Têtes de ponts de réseaux mafieux ?

D'autant que les réseaux mafieux ne manquent pas de relais dans les pays d'Europe centrale et orientale. Ces réseaux sont animés depuis les Balkans, la Russie, la Chine … Les PECO pourraient devenir des têtes de ponts de réseaux mafieux spécialisés dans l'acheminement d'émigrés illégaux au sein de l'Union européenne ou à sa marge.

Il est possible que les étrangers s'arrêtent sur leur chemin, dans les PECO devenus membres de l'UE en 2004 ou candidats à l'horizon 2007, comme la Roumanie et la Bulgarie. La corruption restant une réalité significative dans les PECO (6), cela offre pour les clandestins des opportunités pour s'insérer assez facilement. » (7) La Pologne recevrait notamment des migrants économiques de Biélorussie, de Russie et d’Ukraine.

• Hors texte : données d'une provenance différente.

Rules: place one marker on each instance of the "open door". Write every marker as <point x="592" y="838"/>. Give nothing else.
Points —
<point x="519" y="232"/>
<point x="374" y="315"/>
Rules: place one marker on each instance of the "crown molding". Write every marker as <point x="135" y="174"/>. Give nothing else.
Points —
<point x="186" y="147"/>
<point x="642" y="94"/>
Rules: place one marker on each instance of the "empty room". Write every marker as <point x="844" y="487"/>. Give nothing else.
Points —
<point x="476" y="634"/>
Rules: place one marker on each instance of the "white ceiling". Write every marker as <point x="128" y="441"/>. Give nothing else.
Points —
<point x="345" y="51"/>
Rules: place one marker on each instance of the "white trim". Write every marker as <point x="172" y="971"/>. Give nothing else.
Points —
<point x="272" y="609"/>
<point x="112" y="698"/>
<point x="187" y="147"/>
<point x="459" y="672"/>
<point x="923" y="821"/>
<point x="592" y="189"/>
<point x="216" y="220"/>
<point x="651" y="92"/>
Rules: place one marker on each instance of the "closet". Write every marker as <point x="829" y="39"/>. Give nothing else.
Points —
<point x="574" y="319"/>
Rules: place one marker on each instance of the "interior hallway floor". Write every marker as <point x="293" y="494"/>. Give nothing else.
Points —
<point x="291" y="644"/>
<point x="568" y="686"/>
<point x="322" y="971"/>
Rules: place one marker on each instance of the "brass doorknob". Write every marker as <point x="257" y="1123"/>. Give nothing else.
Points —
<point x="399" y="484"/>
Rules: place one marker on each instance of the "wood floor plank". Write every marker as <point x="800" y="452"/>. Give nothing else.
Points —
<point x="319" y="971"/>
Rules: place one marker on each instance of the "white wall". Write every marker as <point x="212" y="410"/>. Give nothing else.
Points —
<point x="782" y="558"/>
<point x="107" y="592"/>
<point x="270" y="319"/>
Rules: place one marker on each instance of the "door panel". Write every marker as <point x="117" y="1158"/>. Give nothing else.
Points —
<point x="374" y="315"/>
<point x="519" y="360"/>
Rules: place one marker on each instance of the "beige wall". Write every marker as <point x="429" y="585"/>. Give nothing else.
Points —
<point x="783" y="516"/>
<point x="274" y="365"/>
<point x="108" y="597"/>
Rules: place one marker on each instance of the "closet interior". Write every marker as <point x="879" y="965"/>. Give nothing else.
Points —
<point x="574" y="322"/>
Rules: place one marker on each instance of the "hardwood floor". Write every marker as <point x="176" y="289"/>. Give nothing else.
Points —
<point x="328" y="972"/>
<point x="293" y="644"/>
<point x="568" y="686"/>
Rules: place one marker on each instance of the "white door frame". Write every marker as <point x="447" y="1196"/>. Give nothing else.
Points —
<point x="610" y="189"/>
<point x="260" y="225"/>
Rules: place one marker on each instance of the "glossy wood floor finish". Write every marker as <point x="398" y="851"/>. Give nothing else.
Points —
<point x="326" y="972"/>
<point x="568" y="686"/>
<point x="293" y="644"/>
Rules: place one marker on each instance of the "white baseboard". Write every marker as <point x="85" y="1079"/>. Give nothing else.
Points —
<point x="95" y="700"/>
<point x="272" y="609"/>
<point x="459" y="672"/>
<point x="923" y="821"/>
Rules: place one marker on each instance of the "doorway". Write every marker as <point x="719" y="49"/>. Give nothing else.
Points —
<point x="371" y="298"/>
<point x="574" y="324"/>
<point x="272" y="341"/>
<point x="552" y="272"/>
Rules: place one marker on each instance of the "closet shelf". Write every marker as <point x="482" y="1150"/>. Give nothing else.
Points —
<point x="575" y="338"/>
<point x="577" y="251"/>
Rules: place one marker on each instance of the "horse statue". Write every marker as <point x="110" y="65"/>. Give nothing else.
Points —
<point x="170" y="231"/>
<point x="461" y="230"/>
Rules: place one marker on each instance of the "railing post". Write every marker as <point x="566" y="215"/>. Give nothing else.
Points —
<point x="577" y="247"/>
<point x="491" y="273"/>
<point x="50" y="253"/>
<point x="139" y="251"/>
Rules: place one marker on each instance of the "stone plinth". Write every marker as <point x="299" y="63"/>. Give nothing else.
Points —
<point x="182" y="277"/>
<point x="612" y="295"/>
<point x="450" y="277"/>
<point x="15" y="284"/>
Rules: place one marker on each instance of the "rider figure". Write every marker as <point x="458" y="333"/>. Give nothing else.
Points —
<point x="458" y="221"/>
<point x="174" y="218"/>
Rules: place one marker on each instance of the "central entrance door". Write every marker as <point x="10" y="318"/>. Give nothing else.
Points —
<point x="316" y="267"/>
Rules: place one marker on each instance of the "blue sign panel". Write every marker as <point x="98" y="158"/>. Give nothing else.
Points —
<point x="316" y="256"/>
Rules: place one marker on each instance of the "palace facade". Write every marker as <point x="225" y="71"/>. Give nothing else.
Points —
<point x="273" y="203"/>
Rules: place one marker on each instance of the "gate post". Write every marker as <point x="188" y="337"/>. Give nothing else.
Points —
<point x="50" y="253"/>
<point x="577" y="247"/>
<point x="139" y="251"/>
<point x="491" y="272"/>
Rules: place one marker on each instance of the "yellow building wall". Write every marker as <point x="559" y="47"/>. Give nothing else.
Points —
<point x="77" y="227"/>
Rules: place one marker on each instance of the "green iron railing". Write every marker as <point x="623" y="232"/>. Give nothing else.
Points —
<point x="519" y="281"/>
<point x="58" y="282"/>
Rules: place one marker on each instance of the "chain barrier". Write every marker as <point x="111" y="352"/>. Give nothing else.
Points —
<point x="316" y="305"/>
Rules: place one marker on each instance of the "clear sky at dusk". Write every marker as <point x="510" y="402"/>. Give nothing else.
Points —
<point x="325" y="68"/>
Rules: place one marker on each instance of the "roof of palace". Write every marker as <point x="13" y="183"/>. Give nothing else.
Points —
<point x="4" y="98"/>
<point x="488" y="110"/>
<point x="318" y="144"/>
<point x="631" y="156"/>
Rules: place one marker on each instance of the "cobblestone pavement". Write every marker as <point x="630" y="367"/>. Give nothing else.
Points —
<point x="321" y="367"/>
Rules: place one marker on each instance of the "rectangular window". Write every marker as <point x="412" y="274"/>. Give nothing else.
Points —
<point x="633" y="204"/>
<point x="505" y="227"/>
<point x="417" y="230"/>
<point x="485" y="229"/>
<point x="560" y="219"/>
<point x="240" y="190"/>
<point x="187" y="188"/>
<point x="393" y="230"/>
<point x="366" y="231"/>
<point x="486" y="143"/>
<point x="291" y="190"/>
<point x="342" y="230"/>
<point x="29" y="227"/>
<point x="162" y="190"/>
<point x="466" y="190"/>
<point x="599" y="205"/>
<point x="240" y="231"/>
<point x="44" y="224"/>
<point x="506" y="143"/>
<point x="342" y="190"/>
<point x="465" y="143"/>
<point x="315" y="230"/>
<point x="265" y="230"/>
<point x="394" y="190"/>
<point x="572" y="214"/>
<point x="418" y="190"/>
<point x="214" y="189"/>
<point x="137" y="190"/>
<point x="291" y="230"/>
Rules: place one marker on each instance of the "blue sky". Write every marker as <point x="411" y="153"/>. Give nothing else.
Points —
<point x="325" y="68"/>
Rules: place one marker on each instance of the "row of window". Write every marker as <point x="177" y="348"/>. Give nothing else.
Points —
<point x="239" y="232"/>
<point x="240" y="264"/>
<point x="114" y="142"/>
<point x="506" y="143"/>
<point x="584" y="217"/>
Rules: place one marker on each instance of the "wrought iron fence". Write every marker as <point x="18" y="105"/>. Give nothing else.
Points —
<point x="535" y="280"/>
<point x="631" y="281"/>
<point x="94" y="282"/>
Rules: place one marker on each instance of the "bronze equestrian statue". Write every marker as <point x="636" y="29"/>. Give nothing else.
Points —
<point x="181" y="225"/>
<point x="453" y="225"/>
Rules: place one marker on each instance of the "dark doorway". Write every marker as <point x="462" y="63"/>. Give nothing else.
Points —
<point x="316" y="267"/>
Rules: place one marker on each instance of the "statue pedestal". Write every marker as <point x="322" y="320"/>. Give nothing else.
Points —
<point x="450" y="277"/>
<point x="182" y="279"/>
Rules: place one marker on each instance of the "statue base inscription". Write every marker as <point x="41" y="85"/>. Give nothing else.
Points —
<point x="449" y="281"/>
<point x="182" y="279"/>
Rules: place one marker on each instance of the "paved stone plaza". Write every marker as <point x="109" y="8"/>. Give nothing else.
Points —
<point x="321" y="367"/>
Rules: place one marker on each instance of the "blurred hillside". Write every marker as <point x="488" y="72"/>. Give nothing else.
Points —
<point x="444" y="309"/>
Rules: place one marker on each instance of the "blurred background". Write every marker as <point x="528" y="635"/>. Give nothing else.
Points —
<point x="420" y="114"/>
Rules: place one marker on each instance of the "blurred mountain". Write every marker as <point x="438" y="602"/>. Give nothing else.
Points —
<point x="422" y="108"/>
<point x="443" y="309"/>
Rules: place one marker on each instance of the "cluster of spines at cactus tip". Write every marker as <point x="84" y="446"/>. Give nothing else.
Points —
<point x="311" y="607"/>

La pérennité d'« incohérences » … qui ont leur cohérence

Les incohérences subsistant à ce jour à l’échelle communautaire en matière migratoire et de coopération judiciaire ouvrent un boulevard au trafic d’êtres humains. En fait, beaucoup d’acteurs sont satisfaits de l'arrivée de main d'œuvre bon marché, souvent destinée au textile ou à la domesticité dans les pays de l’UE15. Sans parler de la prostitution. Ce qui incite à fermer les yeux sur la dimension criminelle du trafic. D'une certaine manière, les criminels rendent service au marché. Ce qui peut contribuer à expliquer la pérennité de certaines « incohérences » … qui ont leur cohérence.

Les graphiques 4 et 5 visualisent de manière hiérarchisée « les gagnants » en terme d’accroissement total de la population. Ils distinguent deux groupes. Le graphique 4 rassemble les pays qui gagnent 0,1 à 3,9 hab. /1000, par an. Soit un gain modéré. Le graphique 5 met en avant les pays qui gagnent de 5,1 à 13,1 hab. / 1000, par an. Soit un gain significatif.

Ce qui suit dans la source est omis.